Treatment of cervical spine arthritis has been reported to provide relief in patients with brachioradial pruritus. [1, 24] Epidural cervical steroid injections at the C6-7 level were reported to lead to disappearance of itch in a patient with brachioradial pruritus. 
Electrophysiological studies on patients with brachioradial pruritus have shown bilateral delay of F responses of median and ulnar nerves. 
Criticisms of the cervicogenic hypothesis
Cervical spinal disease is generally a permanent disorder and, as such, should produce a continuous neuropathic itch, rather than relapsing and remitting symptoms.
Cervical nerve blocks have been reported to be unhelpful. This may suggest that the location of the lesion is either more central (dorsal horn) or more peripheral (sensory nerve endings in the arm).
Degenerative cervical spinal changes are found in 70% of asymptomatic women and 95% of asymptomatic men older than 65 years  ; thus, without age-matched controls, implicating cervical spinal disease as the cause of brachioradial pruritus is erroneous.  In a large retrospective case series, symptoms of brachioradial pruritus were attributed to cervical spine abnormalities among only 25% of patients. 
Conventional electrophysiological testing may not be appropriate in investigating the pathophysiology of brachioradial pruritus because it measures conduction of myelinated fibers, while the afferent nerves that transmit itch are actually unmyelinated. 
The prevalence of brachioradial pruritus is unknown. Brachioradial pruritus was initially described as a disease of the tropics; however, in more recent years, it has also been documented in temperate climates.

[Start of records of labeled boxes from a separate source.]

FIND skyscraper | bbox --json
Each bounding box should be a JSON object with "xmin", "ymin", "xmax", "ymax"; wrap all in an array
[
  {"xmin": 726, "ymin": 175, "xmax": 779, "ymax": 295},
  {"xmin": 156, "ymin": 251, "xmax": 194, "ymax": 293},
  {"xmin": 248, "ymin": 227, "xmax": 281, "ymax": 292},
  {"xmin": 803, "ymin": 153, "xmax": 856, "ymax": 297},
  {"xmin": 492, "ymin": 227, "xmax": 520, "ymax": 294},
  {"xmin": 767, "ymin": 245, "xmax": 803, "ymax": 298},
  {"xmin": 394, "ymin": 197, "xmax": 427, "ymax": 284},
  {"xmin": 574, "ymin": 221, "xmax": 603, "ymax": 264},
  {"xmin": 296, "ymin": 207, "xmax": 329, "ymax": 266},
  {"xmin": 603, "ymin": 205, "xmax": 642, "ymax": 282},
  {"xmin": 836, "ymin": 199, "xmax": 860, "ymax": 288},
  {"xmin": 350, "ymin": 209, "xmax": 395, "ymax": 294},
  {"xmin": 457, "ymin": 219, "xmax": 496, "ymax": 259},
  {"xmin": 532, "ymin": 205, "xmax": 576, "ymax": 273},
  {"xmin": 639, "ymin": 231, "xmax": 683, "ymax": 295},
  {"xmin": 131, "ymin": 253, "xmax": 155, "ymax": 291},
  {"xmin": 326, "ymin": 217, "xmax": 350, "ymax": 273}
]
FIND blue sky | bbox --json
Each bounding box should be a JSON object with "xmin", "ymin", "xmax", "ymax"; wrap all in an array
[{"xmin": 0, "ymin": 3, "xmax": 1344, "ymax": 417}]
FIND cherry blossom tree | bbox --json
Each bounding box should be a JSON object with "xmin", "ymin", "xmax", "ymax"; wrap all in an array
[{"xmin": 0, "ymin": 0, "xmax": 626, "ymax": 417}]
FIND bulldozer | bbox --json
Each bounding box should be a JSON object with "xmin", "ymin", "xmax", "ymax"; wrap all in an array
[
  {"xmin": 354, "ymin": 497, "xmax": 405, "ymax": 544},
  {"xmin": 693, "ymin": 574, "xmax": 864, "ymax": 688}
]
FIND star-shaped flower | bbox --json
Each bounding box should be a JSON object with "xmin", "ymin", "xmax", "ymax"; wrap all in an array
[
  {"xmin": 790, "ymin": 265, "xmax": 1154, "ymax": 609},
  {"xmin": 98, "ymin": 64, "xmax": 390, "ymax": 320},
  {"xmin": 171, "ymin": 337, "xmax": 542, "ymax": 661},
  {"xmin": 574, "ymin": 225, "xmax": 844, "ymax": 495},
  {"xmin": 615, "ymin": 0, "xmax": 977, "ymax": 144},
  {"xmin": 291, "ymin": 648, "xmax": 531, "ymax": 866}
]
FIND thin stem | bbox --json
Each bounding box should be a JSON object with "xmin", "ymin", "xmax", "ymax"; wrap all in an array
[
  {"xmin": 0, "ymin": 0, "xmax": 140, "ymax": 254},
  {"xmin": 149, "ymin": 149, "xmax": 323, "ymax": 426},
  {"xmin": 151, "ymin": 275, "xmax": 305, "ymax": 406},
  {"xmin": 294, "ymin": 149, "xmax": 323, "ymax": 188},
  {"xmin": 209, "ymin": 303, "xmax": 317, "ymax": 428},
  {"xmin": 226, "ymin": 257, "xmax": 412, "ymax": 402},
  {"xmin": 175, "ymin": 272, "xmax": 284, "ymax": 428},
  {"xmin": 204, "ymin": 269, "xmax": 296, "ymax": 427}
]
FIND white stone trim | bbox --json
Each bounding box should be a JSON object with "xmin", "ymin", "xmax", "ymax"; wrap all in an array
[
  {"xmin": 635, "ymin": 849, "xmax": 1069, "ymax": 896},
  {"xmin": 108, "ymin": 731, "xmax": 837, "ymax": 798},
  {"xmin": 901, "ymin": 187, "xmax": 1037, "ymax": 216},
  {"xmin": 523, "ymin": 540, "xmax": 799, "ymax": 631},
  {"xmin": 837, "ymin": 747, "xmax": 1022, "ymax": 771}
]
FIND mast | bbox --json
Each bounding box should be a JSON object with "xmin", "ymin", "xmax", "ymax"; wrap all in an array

Brachioradial pruritus is typically sporadic, although an autosomal dominant inheritance pattern has been reported in one family, with 11 members across two generations experiencing symptoms. 
Brachioradial pruritus has been reported among patients with all skin types, but whites (Fitzpatrick skin types I-III) appear to be affected more often than darker-skinned individuals. 
The onset of symptoms in persons with brachioradial pruritus typically occurs in the fourth to sixth decades of life. The youngest patient reported to have symptoms is an 18-year-old woman whose mother, sister, and 2 aunts also had brachioradial pruritus. 
Most patients with brachioradial pruritus have remissions, but a small percentage have chronic disease. Emotional or psychiatric factors likely play a role in prognosis.
Education regarding sun protection and avoidance of peak sunlight hours is worthwhile.